But aren’t a lot of your tasks the sort of thing where
there is in fact a ton of training-available data demonstrating good performance
it’s cheap to experiment
etc., other relevant peculiarities of your use cases
?
I think the claim might be true but I don’t see a super compelling reason to think so at the moment.
“Reasoning” helping with self-driving cars might be a compelling demo, but what it would be compelling about is “you can slap together robotics, big data for a specific domain, and some LLM reasoning stuff to duct tape some more of the decision-making, and get something that’s practically useful”. Generalizing to other robotics could kick off a revolution, but it would be slow-going I think?
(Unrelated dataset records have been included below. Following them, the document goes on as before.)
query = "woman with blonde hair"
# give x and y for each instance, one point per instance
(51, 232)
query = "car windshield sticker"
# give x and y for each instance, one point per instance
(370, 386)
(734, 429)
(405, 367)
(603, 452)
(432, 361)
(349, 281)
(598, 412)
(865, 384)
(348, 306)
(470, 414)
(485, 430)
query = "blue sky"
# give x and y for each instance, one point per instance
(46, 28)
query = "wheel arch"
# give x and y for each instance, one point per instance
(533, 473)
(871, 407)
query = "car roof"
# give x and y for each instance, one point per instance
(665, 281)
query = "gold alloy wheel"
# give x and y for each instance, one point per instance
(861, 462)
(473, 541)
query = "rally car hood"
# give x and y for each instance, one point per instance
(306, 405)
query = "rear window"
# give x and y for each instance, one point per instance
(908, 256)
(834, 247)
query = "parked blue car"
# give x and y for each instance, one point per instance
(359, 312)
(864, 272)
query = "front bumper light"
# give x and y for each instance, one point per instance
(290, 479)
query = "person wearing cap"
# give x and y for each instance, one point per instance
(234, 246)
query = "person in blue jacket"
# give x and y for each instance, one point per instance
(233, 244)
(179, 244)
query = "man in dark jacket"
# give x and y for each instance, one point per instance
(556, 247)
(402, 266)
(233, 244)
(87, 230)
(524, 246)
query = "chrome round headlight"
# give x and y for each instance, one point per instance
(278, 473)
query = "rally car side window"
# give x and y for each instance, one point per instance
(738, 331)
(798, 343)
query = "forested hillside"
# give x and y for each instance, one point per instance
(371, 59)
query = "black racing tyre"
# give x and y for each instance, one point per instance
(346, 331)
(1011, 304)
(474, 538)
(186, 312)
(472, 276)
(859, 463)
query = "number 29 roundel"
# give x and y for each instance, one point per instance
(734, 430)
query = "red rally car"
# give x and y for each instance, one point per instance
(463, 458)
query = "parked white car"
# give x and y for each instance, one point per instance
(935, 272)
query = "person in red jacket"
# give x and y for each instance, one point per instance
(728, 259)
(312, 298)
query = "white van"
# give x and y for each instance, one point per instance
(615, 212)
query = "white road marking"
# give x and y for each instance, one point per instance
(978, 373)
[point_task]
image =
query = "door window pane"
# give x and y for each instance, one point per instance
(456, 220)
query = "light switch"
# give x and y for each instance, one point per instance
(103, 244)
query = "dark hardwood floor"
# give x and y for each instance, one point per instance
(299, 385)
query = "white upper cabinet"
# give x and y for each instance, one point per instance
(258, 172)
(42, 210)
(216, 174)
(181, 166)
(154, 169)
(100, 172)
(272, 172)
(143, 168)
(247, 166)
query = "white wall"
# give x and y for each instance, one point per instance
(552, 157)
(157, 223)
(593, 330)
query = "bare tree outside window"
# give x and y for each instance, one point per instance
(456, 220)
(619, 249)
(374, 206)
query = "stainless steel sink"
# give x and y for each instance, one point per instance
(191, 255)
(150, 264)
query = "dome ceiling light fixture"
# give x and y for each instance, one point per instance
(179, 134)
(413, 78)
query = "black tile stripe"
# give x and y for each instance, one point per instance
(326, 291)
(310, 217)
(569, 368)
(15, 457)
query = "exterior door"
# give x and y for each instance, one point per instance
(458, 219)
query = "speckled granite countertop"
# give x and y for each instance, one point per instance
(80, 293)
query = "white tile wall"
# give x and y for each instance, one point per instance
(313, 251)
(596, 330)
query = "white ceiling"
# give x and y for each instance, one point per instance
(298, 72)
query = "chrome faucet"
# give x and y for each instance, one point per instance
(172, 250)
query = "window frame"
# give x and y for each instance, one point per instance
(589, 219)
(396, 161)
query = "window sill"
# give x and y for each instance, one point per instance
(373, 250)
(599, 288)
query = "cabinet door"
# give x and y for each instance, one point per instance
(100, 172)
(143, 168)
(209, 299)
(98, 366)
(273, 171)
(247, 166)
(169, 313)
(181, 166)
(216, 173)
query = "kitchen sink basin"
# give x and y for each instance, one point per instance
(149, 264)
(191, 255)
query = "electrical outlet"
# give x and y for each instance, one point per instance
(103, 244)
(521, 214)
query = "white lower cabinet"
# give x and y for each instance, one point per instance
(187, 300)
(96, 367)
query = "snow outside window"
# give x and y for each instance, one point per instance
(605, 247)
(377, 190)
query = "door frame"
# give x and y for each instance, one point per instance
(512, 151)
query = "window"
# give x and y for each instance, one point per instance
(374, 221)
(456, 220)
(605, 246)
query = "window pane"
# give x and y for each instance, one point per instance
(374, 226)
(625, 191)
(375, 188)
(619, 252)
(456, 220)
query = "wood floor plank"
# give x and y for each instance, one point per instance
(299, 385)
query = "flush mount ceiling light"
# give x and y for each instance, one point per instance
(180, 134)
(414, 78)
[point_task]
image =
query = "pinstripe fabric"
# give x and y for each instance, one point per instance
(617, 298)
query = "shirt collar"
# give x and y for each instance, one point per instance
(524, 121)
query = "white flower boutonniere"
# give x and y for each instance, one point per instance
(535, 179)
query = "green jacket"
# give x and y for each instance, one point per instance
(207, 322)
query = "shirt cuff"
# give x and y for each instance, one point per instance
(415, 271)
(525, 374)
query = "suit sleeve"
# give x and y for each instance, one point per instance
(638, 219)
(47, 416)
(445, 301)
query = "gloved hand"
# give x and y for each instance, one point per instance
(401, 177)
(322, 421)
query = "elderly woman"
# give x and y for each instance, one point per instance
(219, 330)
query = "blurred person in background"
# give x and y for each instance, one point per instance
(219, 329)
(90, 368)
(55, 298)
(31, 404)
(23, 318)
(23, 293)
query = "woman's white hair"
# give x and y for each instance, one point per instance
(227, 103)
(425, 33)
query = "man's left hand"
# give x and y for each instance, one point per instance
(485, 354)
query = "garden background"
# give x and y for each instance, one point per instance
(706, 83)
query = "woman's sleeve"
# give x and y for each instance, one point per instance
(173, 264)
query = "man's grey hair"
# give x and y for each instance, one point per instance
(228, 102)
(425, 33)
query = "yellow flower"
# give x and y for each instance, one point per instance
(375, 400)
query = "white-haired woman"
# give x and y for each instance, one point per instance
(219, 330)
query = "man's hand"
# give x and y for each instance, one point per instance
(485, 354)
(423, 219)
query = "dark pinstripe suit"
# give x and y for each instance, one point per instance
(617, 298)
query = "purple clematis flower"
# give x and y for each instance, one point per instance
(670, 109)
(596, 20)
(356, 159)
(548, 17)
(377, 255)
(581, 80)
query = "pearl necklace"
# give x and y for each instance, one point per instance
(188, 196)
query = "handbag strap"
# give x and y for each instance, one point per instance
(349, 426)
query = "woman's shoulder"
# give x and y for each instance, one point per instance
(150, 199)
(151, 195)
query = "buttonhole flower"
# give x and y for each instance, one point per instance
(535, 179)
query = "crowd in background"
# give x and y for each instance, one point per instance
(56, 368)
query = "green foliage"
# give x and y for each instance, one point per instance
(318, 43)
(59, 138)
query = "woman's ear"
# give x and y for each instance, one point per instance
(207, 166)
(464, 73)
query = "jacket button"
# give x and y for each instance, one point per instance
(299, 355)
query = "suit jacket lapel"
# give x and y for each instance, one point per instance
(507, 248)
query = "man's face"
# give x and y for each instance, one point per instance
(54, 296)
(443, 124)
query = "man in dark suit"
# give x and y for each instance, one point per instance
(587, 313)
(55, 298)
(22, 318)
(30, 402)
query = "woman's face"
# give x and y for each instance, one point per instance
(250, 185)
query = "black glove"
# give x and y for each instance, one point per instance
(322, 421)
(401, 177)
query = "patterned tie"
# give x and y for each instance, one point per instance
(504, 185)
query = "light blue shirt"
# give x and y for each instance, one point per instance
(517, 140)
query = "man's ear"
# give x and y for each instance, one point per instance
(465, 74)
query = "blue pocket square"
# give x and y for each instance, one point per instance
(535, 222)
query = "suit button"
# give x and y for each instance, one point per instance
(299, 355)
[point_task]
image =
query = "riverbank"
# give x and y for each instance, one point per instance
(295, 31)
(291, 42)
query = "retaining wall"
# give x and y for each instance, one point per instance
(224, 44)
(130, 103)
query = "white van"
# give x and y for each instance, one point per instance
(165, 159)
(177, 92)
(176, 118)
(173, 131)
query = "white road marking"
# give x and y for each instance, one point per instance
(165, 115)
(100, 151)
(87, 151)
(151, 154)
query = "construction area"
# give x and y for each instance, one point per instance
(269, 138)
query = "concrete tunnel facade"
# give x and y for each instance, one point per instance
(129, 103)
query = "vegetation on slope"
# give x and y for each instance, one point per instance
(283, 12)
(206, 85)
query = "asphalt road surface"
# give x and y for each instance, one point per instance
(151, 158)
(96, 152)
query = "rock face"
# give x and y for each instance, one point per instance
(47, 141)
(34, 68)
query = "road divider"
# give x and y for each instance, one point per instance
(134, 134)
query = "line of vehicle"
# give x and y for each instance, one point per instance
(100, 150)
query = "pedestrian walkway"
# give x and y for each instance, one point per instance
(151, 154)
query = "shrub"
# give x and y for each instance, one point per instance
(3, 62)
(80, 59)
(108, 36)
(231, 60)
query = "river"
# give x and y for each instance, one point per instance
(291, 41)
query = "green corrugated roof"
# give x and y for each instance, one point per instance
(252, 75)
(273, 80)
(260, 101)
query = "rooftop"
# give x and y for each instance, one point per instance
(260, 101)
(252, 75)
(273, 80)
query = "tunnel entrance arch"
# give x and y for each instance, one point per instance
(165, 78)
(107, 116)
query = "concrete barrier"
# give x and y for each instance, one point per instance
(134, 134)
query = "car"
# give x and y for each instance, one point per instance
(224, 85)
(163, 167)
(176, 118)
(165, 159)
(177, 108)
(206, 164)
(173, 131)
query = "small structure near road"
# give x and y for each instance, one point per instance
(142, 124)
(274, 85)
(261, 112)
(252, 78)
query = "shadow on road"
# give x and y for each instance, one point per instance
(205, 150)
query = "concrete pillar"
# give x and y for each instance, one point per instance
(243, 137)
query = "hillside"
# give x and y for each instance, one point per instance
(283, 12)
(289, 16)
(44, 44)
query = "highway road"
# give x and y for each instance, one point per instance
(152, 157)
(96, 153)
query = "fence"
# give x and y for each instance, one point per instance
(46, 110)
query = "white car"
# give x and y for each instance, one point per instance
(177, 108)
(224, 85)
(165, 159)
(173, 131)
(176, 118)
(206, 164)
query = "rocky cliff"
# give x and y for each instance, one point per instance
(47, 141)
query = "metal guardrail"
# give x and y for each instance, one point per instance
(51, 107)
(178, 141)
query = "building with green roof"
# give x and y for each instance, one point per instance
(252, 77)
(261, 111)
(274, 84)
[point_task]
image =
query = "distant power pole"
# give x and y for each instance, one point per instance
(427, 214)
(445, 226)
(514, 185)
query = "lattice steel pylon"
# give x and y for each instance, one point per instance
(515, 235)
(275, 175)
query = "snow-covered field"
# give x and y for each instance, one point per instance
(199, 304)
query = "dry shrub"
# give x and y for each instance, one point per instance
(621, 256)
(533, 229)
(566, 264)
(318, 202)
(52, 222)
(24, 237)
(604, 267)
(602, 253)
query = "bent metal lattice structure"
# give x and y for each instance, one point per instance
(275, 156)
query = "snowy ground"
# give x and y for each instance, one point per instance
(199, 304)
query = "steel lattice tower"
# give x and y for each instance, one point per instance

There could be a fair amount of science overhang, where you just have to search hard enough to put X and needs-X together. E.g. people curing themselves by searching hard using LLMs. Exciting, but not an industrial revolution? In the grand scheme of science it’s not mostly that. A lot of the coolest stuff is really hard, which means there’s not that many people at the forefront, which means that people at the forefront are already familiar with a lot of what’s relevant.
If you can find domains where iteration can be done pretty automatedly, but it’s expensive enough that decision-making still matters, but decision-making is very cognitively costly, but getting kinda-okay-not-creative decision-making would still be quantitatively better, then you could unlock some sort of new paradigm of invention / discovery. E.g. automated labs running automated experiments designing proteins by gippity-tweaking, or similar. Like PACE. But that would also be hard to get started on.
What are other reasons to think this? Plausible I just haven’t seen the idea, haven’t tried too hard.
Hm. Skeptical of this. From my relative lay perspective, it sure seems like Anthropic and others use justifications like “This could be coming soon. On that assumption, we can get to the forefront and do our best to work out safety and do the right thing.” and then they push the forefront foreward. Which is bad to do.